Town, though a futurist steakhouse of sorts, is really about the specific preoccupations, sensitivities and supplier relationships of Stevie Parle. Tiella, as well as a recreation of a lived-in Pugliese trattoria, is unmistakably a Dara Klein joint, while Field Notes’s irreverent approach to foraged sustainability doesn’t really work without Ivan Tisdall-Downes behind the pass. Many of the city’s biggest launches may be moving towards a golden age, Corbin and King-adjacent model where the food, and a chef’s vision, is secondary to the more holistic goal of drawing a certain, old-school thrum of warmth and familiarity from diners. However, especially out at London’s margins, a new form of genre-less individualism and progressive cultural storytelling has arguably never been in ruder health.

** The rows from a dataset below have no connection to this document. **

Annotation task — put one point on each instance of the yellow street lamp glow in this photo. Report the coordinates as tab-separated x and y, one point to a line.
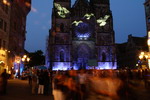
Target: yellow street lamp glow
18	61
146	56
28	59
23	59
148	42
141	56
25	56
142	53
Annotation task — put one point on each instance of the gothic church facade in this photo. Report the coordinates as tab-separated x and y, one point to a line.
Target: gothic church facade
81	36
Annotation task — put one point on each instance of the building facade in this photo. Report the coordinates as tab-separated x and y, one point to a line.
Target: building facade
147	14
128	52
17	35
82	35
12	30
4	33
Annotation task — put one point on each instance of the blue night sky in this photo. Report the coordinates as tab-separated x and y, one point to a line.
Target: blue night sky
128	18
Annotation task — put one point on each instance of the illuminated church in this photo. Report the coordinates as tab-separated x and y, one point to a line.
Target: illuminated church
81	36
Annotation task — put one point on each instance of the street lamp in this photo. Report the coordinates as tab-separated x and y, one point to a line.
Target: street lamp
144	58
25	58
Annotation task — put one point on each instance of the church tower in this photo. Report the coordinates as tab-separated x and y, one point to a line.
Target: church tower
60	37
82	36
105	41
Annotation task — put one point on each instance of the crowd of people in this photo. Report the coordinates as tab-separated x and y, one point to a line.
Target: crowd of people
3	82
82	84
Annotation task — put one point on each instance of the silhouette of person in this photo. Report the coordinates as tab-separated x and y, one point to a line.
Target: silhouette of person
4	77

I thought of this, late last week, as I sat at Tempo in Bethnal Green, midway through a meal that I already sense will be one of my best of 2026. The rumbling railway arch space was thronged with bodies; stacked wine boxes had been turned into a haphazard cloakroom; steam rose from the open kitchen’s rice cookers as a sparky, young team spoke with knowledge about the crab-laced egg custard and bouncy ma po cheung fun. The effort (shaped by a partnership with the team from Dalston wine bar Dan’s) is clearly collaborative. But the freewheeling, Southeast Asian-influenced cuisine – green chilli-spiked girders of shrimp toast; a lyrical, moreishly deep pumpkin curry; plump, finely crisped madeleines lacquered in glistening honey butter – felt like the unmistakable product of founder Eric Wan’s particular perspective, biography and classically honed skillset.

The chef-led endeavour, then, probably hasn’t died. It has merely slipped into a more understated, subtle and era-appropriate outfit.